19.02.2026
Europe isn't burned out. It's under-energized.
Executive Insight | Ægir Thorisson, CPO
For years, we have talked about burnout as if it were the defining workplace crisis of our time.
And to be clear, burnout is real. I have seen it. Most leaders have.
But when I look at the data, I see something else as well.
According to global engagement research from Gallup, employee engagement worldwide has declined. Europe sits at the bottom of the ranking.
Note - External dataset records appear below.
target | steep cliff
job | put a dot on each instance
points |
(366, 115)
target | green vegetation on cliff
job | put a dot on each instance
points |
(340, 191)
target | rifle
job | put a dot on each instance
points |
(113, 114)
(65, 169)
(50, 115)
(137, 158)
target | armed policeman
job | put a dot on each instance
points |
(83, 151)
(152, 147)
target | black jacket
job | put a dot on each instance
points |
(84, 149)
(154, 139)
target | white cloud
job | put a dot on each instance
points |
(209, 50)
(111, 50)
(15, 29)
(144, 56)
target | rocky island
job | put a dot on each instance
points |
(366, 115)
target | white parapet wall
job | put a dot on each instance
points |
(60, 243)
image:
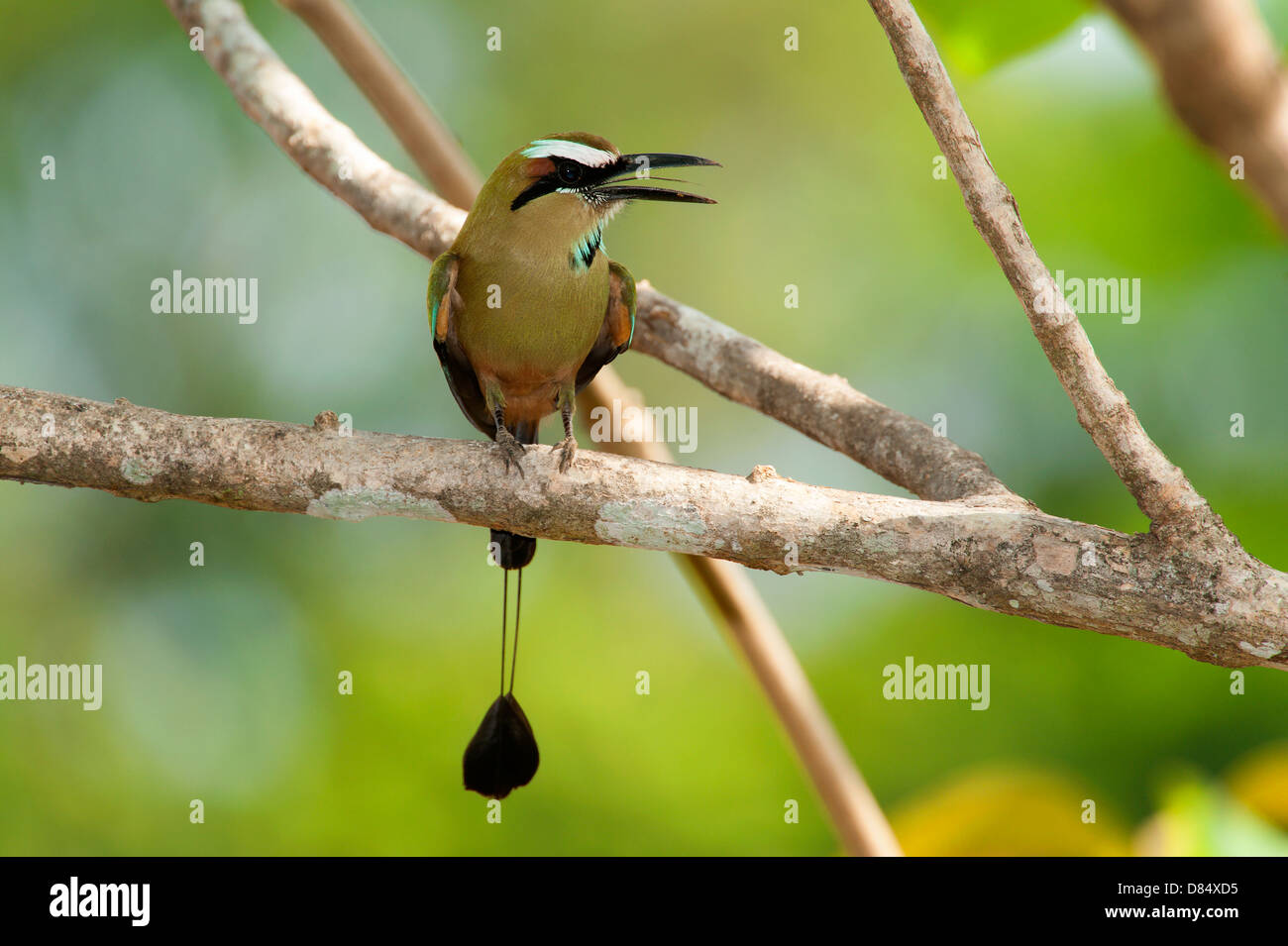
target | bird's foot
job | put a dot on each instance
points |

Just thirteen percent of European employees report being engaged at work.
Thirteen percent!
At the same time, Europeans report lower stress, less anger, less loneliness and lower intent to leave than many other regions.
So we are not collapsing.
We are not breaking.
We are not even particularly unhappy.
We are just not very energized.
That is a different challenge.
Because it is easier to fix something that is visibly broken than something that is quietly underperforming.
The quiet middle
When I look at the numbers, what strikes me most is the size of what I call the quiet middle.
Roughly seventy three percent of Europe’s workforce is neither actively disengaged nor highly engaged.
They show up.
They deliver.
They do what is expected.
But they are not pushing.
Not challenging.
Not bringing that extra spark that drives innovation.
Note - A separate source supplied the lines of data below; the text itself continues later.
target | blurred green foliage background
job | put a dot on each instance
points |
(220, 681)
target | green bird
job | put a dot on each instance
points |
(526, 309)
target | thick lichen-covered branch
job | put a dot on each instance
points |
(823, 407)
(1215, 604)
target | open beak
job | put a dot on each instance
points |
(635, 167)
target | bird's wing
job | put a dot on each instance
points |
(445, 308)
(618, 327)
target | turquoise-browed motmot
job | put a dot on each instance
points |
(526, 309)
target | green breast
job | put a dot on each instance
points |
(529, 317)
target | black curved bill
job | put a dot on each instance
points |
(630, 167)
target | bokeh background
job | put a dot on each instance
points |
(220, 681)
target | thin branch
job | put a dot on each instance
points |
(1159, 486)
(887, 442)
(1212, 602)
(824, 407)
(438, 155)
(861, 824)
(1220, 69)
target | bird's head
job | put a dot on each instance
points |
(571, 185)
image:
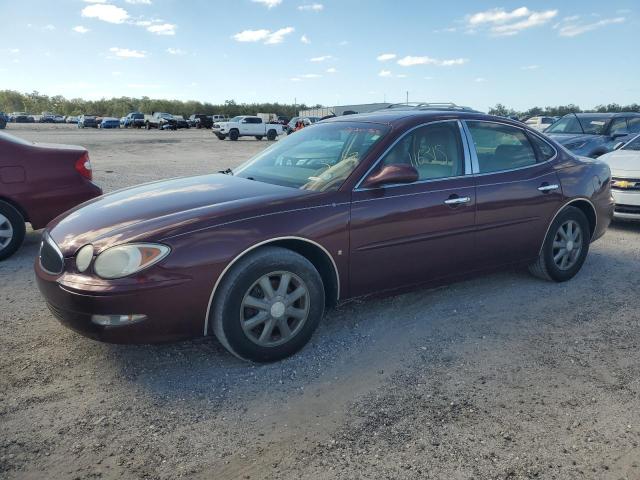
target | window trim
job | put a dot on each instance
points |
(526, 131)
(465, 150)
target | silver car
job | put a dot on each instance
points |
(625, 183)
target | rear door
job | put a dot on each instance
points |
(408, 234)
(518, 191)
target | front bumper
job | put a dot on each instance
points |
(173, 312)
(627, 204)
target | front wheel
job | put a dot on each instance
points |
(565, 248)
(12, 230)
(268, 305)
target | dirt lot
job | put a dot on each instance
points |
(499, 377)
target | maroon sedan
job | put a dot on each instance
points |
(38, 182)
(348, 207)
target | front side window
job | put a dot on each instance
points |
(435, 151)
(318, 159)
(500, 147)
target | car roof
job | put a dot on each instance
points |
(392, 117)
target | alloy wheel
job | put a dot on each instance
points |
(275, 308)
(6, 232)
(567, 245)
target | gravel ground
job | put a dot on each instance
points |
(498, 377)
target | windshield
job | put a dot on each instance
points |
(633, 144)
(574, 124)
(319, 158)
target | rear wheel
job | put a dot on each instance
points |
(12, 230)
(268, 305)
(565, 248)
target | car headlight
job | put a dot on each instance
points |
(84, 257)
(124, 260)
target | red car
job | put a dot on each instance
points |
(38, 182)
(346, 207)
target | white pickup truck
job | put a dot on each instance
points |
(247, 126)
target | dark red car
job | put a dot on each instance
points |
(38, 182)
(347, 207)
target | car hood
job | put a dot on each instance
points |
(624, 163)
(157, 210)
(569, 138)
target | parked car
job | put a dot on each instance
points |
(355, 205)
(181, 122)
(109, 122)
(161, 121)
(38, 183)
(87, 121)
(594, 134)
(21, 117)
(200, 120)
(246, 126)
(540, 123)
(625, 179)
(134, 120)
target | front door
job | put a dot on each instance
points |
(518, 191)
(412, 233)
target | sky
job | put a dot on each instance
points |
(330, 52)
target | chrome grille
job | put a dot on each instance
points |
(51, 259)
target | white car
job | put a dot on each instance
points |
(540, 123)
(625, 179)
(246, 126)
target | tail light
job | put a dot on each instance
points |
(83, 166)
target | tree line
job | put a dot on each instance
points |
(36, 103)
(560, 110)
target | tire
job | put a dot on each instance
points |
(11, 223)
(229, 309)
(546, 267)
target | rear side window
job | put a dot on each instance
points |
(434, 150)
(546, 151)
(500, 147)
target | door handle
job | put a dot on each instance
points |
(545, 187)
(457, 200)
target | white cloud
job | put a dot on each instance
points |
(263, 35)
(314, 7)
(162, 29)
(501, 22)
(572, 26)
(384, 57)
(127, 53)
(321, 59)
(410, 61)
(268, 3)
(106, 13)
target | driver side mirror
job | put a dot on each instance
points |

Workplaces are stable. Predictable. Tolerable.
But they are rarely electric.
And that matters more than we sometimes admit.
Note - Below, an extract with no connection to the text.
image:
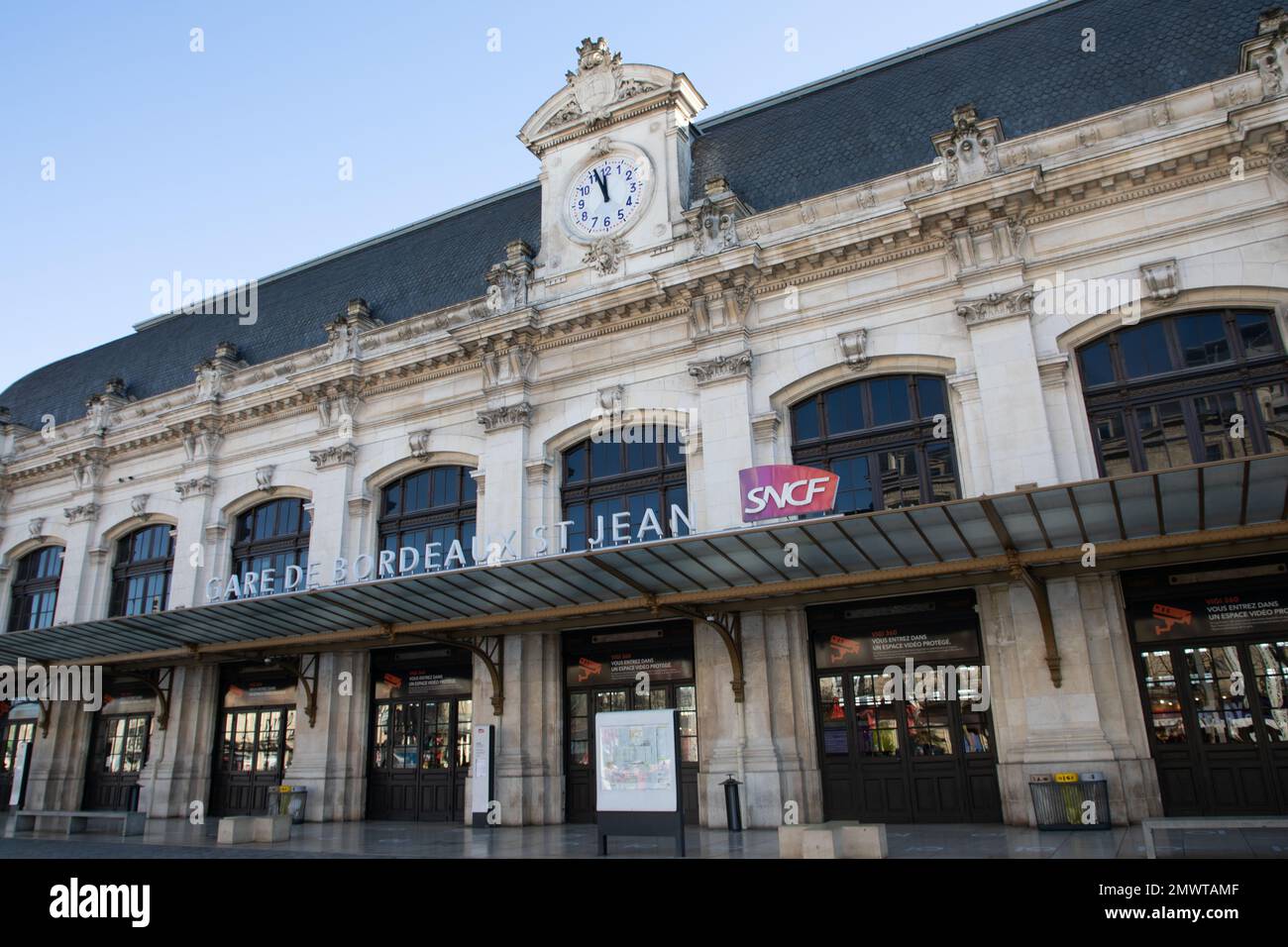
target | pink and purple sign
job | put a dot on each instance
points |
(786, 489)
Innovation does not come from stability alone. Growth does not come from people doing just enough. Competitive advantage does not emerge from compliance.
It emerges from energy.
This is not about perks
When engagement drops, the reflex is understandable.
We add programs.
We improve benefits.
We invest in wellbeing initiatives.
There is nothing wrong with that. These things matter.
But they are not the core engagement driver.
Research consistently shows that most variation in team engagement is driven by the manager.
That can feel uncomfortable.
It certainly did for me the first time I fully absorbed it.
Because it means engagement is not primarily about systems.
It is about leadership.
Is work itself failing to inspire?
Europe has strong worker protections and mature regulatory frameworks. That is something to be proud of.
But highly structured environments can sometimes become overly process driven. Decisions travel up. Approvals multiply. Risk avoidance becomes the default.
Stability increases.
Energy decreases.
The people are not burned out.
They are simply not mobilized.
And mobilization is a leadership question.
The leadership imperative
Engagement is not a campaign.
It is not a slogan.
It is not something we fix with a quarterly initiative.
It is shaped in everyday moments.
How we run meetings.
How we respond when someone challenges us.
How we handle mistakes.
How much decision-making authority we are willing to share.
The opposite of burnout is not rest.
It is purpose.
Europe does not have an exhaustion crisis.
It has an energy gap.
And leadership is either contributing to that gap or helping close it.